U-Stand Strong (for Unocal's standard of enhanced scrutiny and strength against hostile takeovers)

Distinguish From
CaseDistinction
Smith v. Van GorkomIn Smith, the court highlighted the business judgment rule, focusing more on board decision-making in a sale context rather than defensive measures.
Revlon, Inc. v.
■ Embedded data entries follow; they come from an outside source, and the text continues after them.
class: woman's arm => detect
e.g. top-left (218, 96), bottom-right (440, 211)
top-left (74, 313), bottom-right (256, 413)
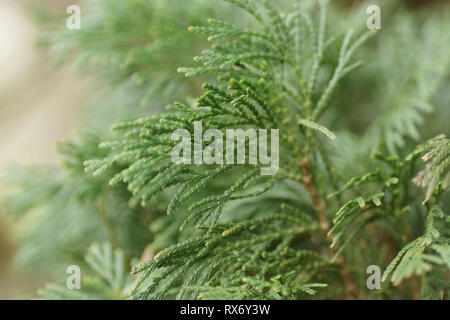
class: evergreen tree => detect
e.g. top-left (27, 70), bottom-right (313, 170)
top-left (2, 0), bottom-right (448, 300)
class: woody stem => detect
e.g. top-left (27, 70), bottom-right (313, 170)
top-left (301, 157), bottom-right (361, 299)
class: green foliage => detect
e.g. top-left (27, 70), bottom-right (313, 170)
top-left (38, 243), bottom-right (131, 299)
top-left (413, 137), bottom-right (449, 201)
top-left (81, 0), bottom-right (376, 299)
top-left (2, 0), bottom-right (449, 300)
top-left (34, 0), bottom-right (231, 109)
top-left (364, 15), bottom-right (450, 155)
top-left (382, 205), bottom-right (449, 286)
top-left (3, 134), bottom-right (152, 274)
top-left (329, 136), bottom-right (449, 293)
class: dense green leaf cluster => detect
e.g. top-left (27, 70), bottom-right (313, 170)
top-left (1, 0), bottom-right (448, 300)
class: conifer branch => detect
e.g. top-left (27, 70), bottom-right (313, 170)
top-left (301, 157), bottom-right (360, 299)
top-left (3, 0), bottom-right (448, 301)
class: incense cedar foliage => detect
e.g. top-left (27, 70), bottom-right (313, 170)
top-left (3, 0), bottom-right (449, 300)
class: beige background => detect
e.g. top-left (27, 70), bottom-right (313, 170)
top-left (0, 0), bottom-right (87, 298)
top-left (0, 0), bottom-right (86, 167)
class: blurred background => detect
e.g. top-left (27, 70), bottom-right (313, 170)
top-left (0, 0), bottom-right (87, 167)
top-left (0, 0), bottom-right (87, 298)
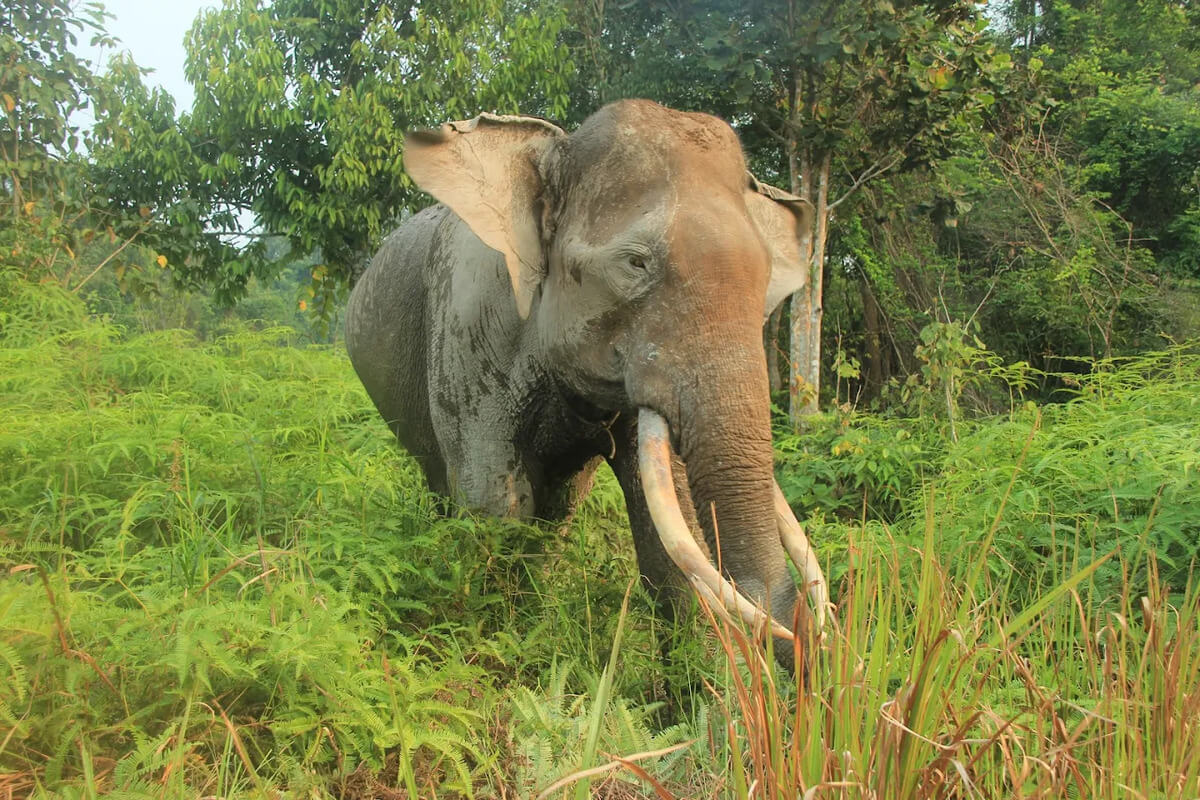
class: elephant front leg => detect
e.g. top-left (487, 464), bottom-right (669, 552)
top-left (440, 420), bottom-right (537, 519)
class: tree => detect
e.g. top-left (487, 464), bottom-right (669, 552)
top-left (995, 0), bottom-right (1200, 276)
top-left (0, 0), bottom-right (168, 295)
top-left (999, 0), bottom-right (1200, 92)
top-left (1, 0), bottom-right (112, 210)
top-left (2, 0), bottom-right (107, 280)
top-left (1074, 86), bottom-right (1200, 277)
top-left (89, 0), bottom-right (575, 308)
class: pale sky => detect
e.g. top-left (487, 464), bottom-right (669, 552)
top-left (83, 0), bottom-right (219, 111)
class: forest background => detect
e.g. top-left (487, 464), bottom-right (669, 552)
top-left (3, 0), bottom-right (1200, 797)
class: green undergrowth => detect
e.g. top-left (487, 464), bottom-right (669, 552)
top-left (3, 270), bottom-right (1200, 798)
top-left (0, 273), bottom-right (662, 797)
top-left (776, 347), bottom-right (1200, 597)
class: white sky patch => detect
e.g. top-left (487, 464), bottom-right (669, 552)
top-left (81, 0), bottom-right (218, 111)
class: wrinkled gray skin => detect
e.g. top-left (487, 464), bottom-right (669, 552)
top-left (346, 100), bottom-right (812, 663)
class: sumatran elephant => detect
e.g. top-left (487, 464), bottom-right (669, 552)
top-left (345, 100), bottom-right (828, 665)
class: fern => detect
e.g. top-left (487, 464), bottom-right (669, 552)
top-left (507, 659), bottom-right (697, 794)
top-left (0, 640), bottom-right (28, 704)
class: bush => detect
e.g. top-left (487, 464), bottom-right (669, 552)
top-left (777, 346), bottom-right (1200, 600)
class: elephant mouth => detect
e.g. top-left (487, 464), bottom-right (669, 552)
top-left (635, 407), bottom-right (829, 641)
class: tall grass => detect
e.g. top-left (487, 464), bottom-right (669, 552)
top-left (685, 520), bottom-right (1200, 799)
top-left (0, 271), bottom-right (666, 797)
top-left (3, 268), bottom-right (1199, 797)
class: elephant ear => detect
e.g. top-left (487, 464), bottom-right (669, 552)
top-left (404, 113), bottom-right (565, 318)
top-left (744, 173), bottom-right (814, 320)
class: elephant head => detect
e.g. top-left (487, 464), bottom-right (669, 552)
top-left (399, 100), bottom-right (827, 647)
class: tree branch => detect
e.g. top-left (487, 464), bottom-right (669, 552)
top-left (827, 149), bottom-right (904, 210)
top-left (70, 220), bottom-right (151, 294)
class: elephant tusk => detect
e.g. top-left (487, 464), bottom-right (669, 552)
top-left (637, 408), bottom-right (794, 641)
top-left (773, 483), bottom-right (830, 632)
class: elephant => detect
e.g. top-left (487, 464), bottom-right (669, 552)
top-left (345, 99), bottom-right (828, 665)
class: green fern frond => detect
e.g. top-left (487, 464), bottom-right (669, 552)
top-left (0, 640), bottom-right (28, 703)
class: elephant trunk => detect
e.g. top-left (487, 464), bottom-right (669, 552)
top-left (679, 368), bottom-right (798, 626)
top-left (637, 409), bottom-right (794, 640)
top-left (635, 355), bottom-right (829, 645)
top-left (683, 351), bottom-right (827, 625)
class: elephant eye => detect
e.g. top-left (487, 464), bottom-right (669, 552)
top-left (612, 245), bottom-right (658, 294)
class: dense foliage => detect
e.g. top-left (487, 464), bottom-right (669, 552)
top-left (90, 0), bottom-right (574, 308)
top-left (3, 0), bottom-right (1199, 796)
top-left (3, 267), bottom-right (1199, 797)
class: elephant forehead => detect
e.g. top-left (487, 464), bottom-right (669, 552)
top-left (569, 100), bottom-right (747, 191)
top-left (572, 179), bottom-right (676, 243)
top-left (565, 150), bottom-right (745, 245)
top-left (561, 102), bottom-right (755, 246)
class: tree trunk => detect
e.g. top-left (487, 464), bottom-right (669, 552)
top-left (788, 289), bottom-right (811, 424)
top-left (765, 304), bottom-right (783, 393)
top-left (788, 148), bottom-right (830, 427)
top-left (805, 152), bottom-right (831, 415)
top-left (859, 272), bottom-right (883, 400)
top-left (787, 142), bottom-right (812, 426)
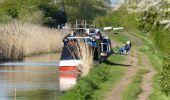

MacAndrews & Forbes Holdings, Inc.Revlon emphasizes the board’s duty to maximize shareholder value at the sale stage, while Unocal supports broader defensive strategies during takeover attempts.
Policy Arguments

For the Rule

The rule protects companies from coercive and inadequate offers that may harm the long-term interests of the shareholders.

Against the Rule

Opponents argue that such defensive measures can entrench management and diminish shareholder rights by hampering the ability of shareholders to choose their leadership.

Class Discussion Points
  • Discuss the balance between defensive measures and shareholders' rights in corporate governance.
  • Explore the implications of enhanced scrutiny for directors' fiduciary duties in the context of hostile takeovers.
  • Analyze how the rulings in Unocal have been applied or interpreted in subsequent case law related to corporate takeovers.
Exam Angle

This case is likely to appear on exams in discussions about the standards governing board responses to hostile takeovers, as well as the legality and appropriateness of various defensive measures, including selective self-tenders.